Polished, intact tiger's eye is considered safe to handle and wear. The concern is rough or broken specimens that produce dust during cutting or carving — that is a workshop concern, not a wearer's concern. Buy finished pieces, do not file or sand at home, and there is no exposure issue.
- 4
When to reach for which
Reach for citrine when the issue is mood, possibility, or creative aliveness. The classic use is the person who feels small, contracted, or stuck in a low season and needs a stone whose tradition is light.
Reach for tiger's eye when the issue is action that requires courage. The classic use is the person about to walk into a confrontation, a negotiation, or a public-facing moment and needs steadiness in the belly.
Where They Agree
Both are quartz, hardness 7, durable for daily wear, and warm-toned in a way that pairs naturally with gold metals and earthy palettes. Both are anchored at the manipura solar plexus chakra and both are read in modern crystal work as stones of personal power, though they express that power differently.

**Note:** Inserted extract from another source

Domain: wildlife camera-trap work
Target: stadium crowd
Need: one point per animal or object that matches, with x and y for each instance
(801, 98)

Both are commonly worn as bracelets and pendants for situational use rather than only altar work, and both pair well with red carnelian for a fuller solar-plexus stack.
Who Each Is For
Choose Citrine if…
You are in a contracted, low, or pessimistic season and want a small daily anchor for opening up again.
You are launching something — a business, a project, a creative practice — and want a tradition stone for confidence and abundance work.
You are drawn to the bright side of solar work and find the more martial energy of tiger's eye too forceful for your temperament.
Choose Tiger's Eye if…
You have a hard conversation, presentation, or public moment coming and want a steadying stone in your pocket or worn at the wrist.
You tend to collapse under pressure or talk yourself out of action and want a tradition stone for held ground.
You want a solar stone that is also grounding, because pure uplift feels untethered or manic to you.
Bottom Line
If you need light, choose citrine. If you need backbone, choose tiger's eye.
If your solar plexus needs both — most people's do — wear them together. Citrine on a chain over the navel and tiger's eye on the wrist is a classic stacked layout.
Connections
Further Reading
- Judy Hall, The Crystal Bible, vol. 1 (Walking Stick Press, 2003).
- Robert Simmons and Naisha Ahsian, The Book of Stones, revised edition (North Atlantic Books, 2015).
- Melody, Love Is in the Earth (Earth-Love Publishing House, 1995).
- George F. Kunz, The Curious Lore of Precious Stones (Lippincott, 1913).
- Walter Schumann, Gemstones of the World, revised edition (Sterling, 2020).
- Cassandra Eason, The New Crystal Bible (Carlton Books, 2010).
- Michael O'Donoghue, editor, Gems: Their Sources, Descriptions and Identification, 6th edition (Butterworth-Heinemann, 2006).
- Kevin Sullivan, The Crystal Healer (CICO Books, 2010).
- Pliny the Elder, Natural History (primary source; various modern translations).
Frequently Asked Questions
Is the citrine I bought real?
Probably heat-treated amethyst, which is the standard commercial product. Natural citrine is paler, lemon-yellow, and significantly more expensive. Heat-treated pieces are still real quartz; the question is whether geological-versus-industrial origin matters to you.
Is tiger's eye safe to wear given the asbestos history?
Yes for finished, polished pieces. The original crocidolite fibers are fully silicified into hard quartz. The exposure concern is for cutters and carvers working with rough material, not for wearers of finished stones.
Which one is better for confidence?
Depends on what is undermining the confidence. If the issue is low mood and contraction, citrine. If the issue is fear in the face of action, tiger's eye.
Can I carry both?
Yes, and many practitioners do. They are both solar-plexus stones with complementary qualities — citrine for uplift, tiger's eye for traction. They pair without conflict.
Do either fade in sunlight?
Citrine fades noticeably with prolonged sun exposure. Tiger's eye is mostly stable but can dull over years of intense daily sun. Store both in indirect light when not worn.